On the Net, Raising Dead Links

Greg R. Notess
Reference Librarian
Montana State University

on the net

Raising Dead Links

EContent, December 1999
Copyright © Online Inc.

Sometimes the dead can be resurrected, found in a past life, or at least partially brought back to life.

With the advertisement-driven economy of the Web, popularity becomes the significant factor on many sites. The extremely popular sites served up by the likes of Yahoo!, Microsoft, Lycos, Amazon, and AOL are heavily visited, and boast in their press releases of their rising popularity rank or increased visitation.

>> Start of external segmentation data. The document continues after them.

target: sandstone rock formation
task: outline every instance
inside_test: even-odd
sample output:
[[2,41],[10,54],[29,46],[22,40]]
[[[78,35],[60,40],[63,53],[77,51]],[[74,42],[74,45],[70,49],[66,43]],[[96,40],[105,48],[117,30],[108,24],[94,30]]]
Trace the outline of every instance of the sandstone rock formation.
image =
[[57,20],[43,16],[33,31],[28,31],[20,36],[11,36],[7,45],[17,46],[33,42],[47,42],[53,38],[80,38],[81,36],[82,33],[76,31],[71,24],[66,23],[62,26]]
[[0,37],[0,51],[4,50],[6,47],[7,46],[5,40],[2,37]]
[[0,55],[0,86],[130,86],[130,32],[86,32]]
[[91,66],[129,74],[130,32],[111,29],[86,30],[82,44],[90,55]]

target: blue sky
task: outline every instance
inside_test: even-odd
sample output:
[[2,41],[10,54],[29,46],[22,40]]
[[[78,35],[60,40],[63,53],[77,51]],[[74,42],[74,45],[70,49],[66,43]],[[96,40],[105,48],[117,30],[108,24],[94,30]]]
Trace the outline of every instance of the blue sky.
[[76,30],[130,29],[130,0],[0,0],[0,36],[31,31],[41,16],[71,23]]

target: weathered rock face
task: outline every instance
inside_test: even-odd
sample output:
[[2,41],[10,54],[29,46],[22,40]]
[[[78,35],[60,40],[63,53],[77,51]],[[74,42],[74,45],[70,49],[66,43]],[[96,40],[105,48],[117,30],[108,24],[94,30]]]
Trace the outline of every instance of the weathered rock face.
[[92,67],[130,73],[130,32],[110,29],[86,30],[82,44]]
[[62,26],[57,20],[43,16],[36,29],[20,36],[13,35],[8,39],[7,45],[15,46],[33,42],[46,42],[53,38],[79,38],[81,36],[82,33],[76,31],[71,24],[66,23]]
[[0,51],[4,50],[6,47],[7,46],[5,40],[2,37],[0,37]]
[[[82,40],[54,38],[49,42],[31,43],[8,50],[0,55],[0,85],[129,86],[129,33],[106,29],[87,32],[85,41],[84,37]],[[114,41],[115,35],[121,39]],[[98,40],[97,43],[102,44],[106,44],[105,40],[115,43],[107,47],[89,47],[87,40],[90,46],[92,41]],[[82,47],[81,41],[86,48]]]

But what is the single most frequently seen page on the Web? Is it the home page for one of the major sites? Some days it seems to be the omnipresent "File not Found" page--the 404 error-message page. Many Web sites have their own customized version of this dead-link error message, which means that at least we get to see different "404 File not Found" pages. Note, however, that they are all generated because the Web server is returning the same error: the Web page you are looking for is just not there.

At times, this error is simply a result of a typo in the URL. While www.name.org/index.html may work just fine, www.name.org/indec.html will not. Likewise, www.neddevine.com is not the same as nedevine.com. It is certainly easy enough to mistype a URL. However, this does not equate to a dead link. In contrast, the 404 error messages that turn up from a link on another Web page, from a bookmark list, or from search-engine output, come from the death of a link. Dead links are littered throughout the Net. Sometimes the dead can be resurrected, found in a past life, or at least partially brought back to life. Understanding how links die and how 404 error messages can be managed on the Web server is also helpful for the information professional trying to track down the new home of a dead link.

THE DEATH OF LINKS

The interconnected, hypertext character of the Web contributes significantly to its importance. It allows for rapid changes to be made to files, easy connections between one site and another, and detailed intrasite navigational features. The Web encourages rapid, frequent, and direct publication of information. At the same time, it means that just as rapidly, pages can disappear, move, and change their entire content. The links on Web pages connect to other Web pages. Some of the pages could be on the same Web server while others can be anywhere else on the Web. This great strength of the Web is also a weakness, in that a company can never know every Internet site, intranet page, or bookmark list that links to its pages. And thus, it is impossible to update every page linking to its pages.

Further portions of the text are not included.